Tenet Healthcare, a US hospital operator, announced that it will acquire its rival Vanguard Health Systems for $1.73 billion. It would give it a better position to benefit from President Barack Obama’s healthcare reform.
Investors expect revenue from hospitals to grow from treating more Americans insured under Obama’s healthcare reform law. There are speculations that major hospital chains’ acquisitions would improve the value of their stocks.
Providers not only prepare for the healthcare overhaul, they are also coping with the slowdown in the use of medical services. Americans see their doctors less often and have fewer elective procedures as costs continue to increase.
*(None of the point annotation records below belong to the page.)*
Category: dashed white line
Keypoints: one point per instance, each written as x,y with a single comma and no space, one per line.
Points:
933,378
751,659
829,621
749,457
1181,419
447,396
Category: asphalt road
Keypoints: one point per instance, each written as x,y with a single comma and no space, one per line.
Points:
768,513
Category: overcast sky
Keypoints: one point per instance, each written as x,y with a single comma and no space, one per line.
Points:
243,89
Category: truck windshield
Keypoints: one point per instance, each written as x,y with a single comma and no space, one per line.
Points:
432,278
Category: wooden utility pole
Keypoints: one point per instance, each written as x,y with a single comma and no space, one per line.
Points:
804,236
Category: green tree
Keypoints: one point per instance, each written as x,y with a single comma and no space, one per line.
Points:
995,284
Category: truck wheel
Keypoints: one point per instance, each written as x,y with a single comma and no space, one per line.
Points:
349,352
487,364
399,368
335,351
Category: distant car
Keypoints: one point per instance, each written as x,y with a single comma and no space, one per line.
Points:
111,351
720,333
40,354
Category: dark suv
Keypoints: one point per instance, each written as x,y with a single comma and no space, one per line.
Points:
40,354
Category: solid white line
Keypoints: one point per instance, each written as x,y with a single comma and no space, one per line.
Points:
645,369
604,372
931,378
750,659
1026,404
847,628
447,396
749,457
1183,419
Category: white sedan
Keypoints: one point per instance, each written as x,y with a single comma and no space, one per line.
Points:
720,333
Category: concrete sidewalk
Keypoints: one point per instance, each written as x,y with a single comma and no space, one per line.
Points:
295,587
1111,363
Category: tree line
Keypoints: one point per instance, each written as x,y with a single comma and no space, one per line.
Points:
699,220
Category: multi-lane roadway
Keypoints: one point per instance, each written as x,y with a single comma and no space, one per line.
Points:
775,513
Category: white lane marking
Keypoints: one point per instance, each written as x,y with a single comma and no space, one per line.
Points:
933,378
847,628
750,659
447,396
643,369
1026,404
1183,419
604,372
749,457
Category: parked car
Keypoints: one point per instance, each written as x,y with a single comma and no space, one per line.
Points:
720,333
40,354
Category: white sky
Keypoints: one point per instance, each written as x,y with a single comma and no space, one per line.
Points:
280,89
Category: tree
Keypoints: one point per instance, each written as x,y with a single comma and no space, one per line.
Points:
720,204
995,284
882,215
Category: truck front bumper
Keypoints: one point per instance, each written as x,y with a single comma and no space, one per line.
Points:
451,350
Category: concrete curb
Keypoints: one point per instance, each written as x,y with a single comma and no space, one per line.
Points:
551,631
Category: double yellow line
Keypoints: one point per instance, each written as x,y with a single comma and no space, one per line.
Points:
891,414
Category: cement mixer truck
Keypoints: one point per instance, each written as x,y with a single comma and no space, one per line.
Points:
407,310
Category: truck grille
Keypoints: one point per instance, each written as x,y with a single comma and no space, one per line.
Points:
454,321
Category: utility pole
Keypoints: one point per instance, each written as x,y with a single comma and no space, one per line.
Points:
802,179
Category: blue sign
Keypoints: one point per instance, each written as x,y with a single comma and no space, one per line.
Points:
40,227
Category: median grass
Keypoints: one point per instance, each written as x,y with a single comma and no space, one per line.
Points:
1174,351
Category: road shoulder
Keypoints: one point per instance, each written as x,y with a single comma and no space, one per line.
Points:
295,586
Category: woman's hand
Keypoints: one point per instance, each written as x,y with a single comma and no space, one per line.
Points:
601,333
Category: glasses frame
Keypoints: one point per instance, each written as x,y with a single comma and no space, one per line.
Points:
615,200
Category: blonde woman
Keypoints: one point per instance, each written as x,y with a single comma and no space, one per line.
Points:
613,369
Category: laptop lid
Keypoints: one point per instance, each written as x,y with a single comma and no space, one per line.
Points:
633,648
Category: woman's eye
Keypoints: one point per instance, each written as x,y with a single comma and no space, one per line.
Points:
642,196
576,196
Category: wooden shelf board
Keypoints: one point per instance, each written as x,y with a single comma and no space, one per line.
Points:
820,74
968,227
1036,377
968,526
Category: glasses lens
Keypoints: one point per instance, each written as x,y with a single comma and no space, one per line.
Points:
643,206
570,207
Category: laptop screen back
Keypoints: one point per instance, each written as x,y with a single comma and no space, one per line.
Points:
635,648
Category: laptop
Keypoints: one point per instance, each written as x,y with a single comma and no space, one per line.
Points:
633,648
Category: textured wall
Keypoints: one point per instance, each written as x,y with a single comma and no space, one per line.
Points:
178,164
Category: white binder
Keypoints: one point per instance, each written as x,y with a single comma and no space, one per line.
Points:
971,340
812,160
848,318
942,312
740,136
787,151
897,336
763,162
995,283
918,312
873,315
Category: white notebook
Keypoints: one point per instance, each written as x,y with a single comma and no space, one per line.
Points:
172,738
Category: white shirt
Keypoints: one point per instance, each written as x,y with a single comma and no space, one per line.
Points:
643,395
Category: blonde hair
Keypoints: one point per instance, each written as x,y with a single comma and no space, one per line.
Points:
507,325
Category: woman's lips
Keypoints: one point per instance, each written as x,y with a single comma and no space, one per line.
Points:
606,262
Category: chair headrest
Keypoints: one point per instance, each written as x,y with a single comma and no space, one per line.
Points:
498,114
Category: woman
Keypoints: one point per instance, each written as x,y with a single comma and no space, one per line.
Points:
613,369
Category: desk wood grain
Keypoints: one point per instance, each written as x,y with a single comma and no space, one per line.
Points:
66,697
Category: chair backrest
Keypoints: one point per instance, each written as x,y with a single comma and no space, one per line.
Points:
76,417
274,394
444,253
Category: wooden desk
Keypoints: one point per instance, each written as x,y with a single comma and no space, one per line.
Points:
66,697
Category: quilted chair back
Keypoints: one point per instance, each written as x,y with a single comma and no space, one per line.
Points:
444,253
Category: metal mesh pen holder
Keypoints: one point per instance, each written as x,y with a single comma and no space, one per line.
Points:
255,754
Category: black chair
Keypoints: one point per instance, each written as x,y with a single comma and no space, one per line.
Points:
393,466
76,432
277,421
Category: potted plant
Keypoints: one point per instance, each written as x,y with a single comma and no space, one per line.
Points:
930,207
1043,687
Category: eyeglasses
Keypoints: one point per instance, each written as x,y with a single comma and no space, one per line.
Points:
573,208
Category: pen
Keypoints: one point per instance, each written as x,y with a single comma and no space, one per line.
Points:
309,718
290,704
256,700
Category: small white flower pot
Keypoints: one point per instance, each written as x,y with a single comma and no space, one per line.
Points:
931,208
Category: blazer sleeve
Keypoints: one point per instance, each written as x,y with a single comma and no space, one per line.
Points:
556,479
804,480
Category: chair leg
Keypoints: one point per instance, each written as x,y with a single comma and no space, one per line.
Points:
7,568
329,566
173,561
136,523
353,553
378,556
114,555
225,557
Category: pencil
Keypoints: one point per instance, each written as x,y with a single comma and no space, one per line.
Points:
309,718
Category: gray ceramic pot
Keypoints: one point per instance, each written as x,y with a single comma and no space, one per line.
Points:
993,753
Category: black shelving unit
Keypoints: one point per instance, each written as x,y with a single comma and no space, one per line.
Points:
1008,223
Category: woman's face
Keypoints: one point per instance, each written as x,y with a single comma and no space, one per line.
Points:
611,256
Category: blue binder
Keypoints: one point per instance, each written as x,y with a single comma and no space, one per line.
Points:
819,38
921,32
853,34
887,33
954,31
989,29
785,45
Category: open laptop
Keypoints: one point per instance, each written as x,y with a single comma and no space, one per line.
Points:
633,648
Tenet’s acquisition of Vanguard is expected to be completed by the end of the year. The US health overhaul will be implemented fully next January. The combined company will become the second biggest for profit hospital operator in the United States. It had total revenue of around $15 billion last year, which is below the leader HCA Holdings but above Community Health Systems Inc. In 2011, Tenet managed to fend off a hostile takeover from Community Health.
With its purchase of Vanguard, Tenet will have advantage in negotiations with managed care providers, medical device makers, and drug companies. This would also result to lower overhead costs. Tenet said that the acquisition would give its total number of hospitals to 79 and outpatient centers to 157. It would be number 1 or 2 in 19 vital markets, including South Texas and San Antonio.
Tenet Chief Executive Trevor Fetter said that the acquisition is the start for more deals in the near future. In the past eight year, it has bought only one hospital. He said this would be a turning point for the company.
Aside from the healthcare reform, the low borrowing costs has helped the recent consolidation in the hospital sector. The factors made it attractive for the market to be more active in acquisitions.